Обрела ли я корни? Я их не теряла. Но они меня не видели. Каждое утро, я начала вспоминать имена, лица этих людей. Скорбные, скорбные лица, как все, что произрастало на этой  земле. Я их собираю за столом, расставляю стаканы, хлеб и картошку. «Здравствуйте. Вы из разных мест, стран, наций, может религий. Я раньше вас не видела, и вы меня тоже. Но я пришла, чтобы соединиться. Я парю над землей, я люблю ее. Я иногда даже на ней стою. Но мне нужно прорасти так глубоко, чтобы не осталось сомнений. Мне нужна стойкость. Чтобы не осталось сомнений в настоящем. Дайте мне себя, как я отдаю себя вам».

Они открывают глаза. Они поднимают стаканы. Они как запаутиненные статуи, покрытые снегом. В меня ввинчиваются взгляды голубых и черных глаз, с каждым из них я задыхаюсь.

Почему мы никогда не могли жить в настоящем? Почему нужно было разрушать и начинать с нуля? Почему мы никогда не думаем, что будущее  - это наказание?
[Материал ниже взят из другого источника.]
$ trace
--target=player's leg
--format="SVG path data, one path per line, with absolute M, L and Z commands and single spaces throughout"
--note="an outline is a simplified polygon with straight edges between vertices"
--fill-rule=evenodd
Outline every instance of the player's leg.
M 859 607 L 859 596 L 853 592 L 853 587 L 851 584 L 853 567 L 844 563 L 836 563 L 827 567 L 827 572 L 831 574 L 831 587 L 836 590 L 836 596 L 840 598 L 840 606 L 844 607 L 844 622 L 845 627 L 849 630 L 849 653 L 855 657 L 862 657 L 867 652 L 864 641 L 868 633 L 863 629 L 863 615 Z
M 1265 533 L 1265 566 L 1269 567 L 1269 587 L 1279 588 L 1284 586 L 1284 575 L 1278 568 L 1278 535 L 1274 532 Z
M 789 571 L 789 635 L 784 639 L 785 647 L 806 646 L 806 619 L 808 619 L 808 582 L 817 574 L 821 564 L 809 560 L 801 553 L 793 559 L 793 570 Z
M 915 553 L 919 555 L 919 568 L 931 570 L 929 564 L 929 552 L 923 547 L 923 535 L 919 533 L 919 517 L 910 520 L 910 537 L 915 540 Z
Что оно может мстить?
Почему я не могу? Зачем мне это, Господи?

Я застряла в нем, в этом фильме семьдесят седьмого года. В глазах тех людей. Других глазах других людей. Я застряла там, где меня нет. А там, где есть – пустота, которая становится все больше и больше.

Прометей был прикован к кавказской скале за то, что принес людям знания. Знания привели их в города. В городах они придумали письменность и стали писать. Им понравилось смотреть гладиаторов, а потом телевизор. Знания принесли скорбь, но еще страшнее - они принесли конец.

Человечек, который приходил ко мне в детстве  – могли ли они быть одним и тем же призраком?

«Я нужна вам, а вы нужны мне».

Они жили тем же укладом, что и Нарты. Говорили на их языке. Они были как законсервированный образец человечества. У них не было письменности, театров, дорог, пароходов, пушек. Это все им было не нужно. Они не устремлялись в другие земли. Они сажали плодовые деревья посередине леса, а поля никогда не превышали размера небольшой поляны. Они жили тысячелетия в гармоничном балансе человека и природы, турлучные дома строились из глины и навоза, путешественники поражались скромности и идеальной чистоте жилья. Древний этикет  регламентировал все – от места за столом до поведения с животными, именно поэтому христианство и ислам столкнулись со странным равнодушием тех, для кого в этих истинах не было ничего нового. Их костюм совершенен. Их тела совершенны. Их женщины покидали корсет в день первой брачной ночи - его маленьким ножиком разрезал муж.

Любовь – это соединение.

Мы жили в настоящем, которое было будущем, но не узнали его. Но ведь для чего-то нам дали это - Время.

Конец нартов связывается с их первой встречей с людьми.

«Грудная клетка человека представляет свернутые крылья».

Человечек, который сидел на люстре.

Ее съели ее собственные воспоминания.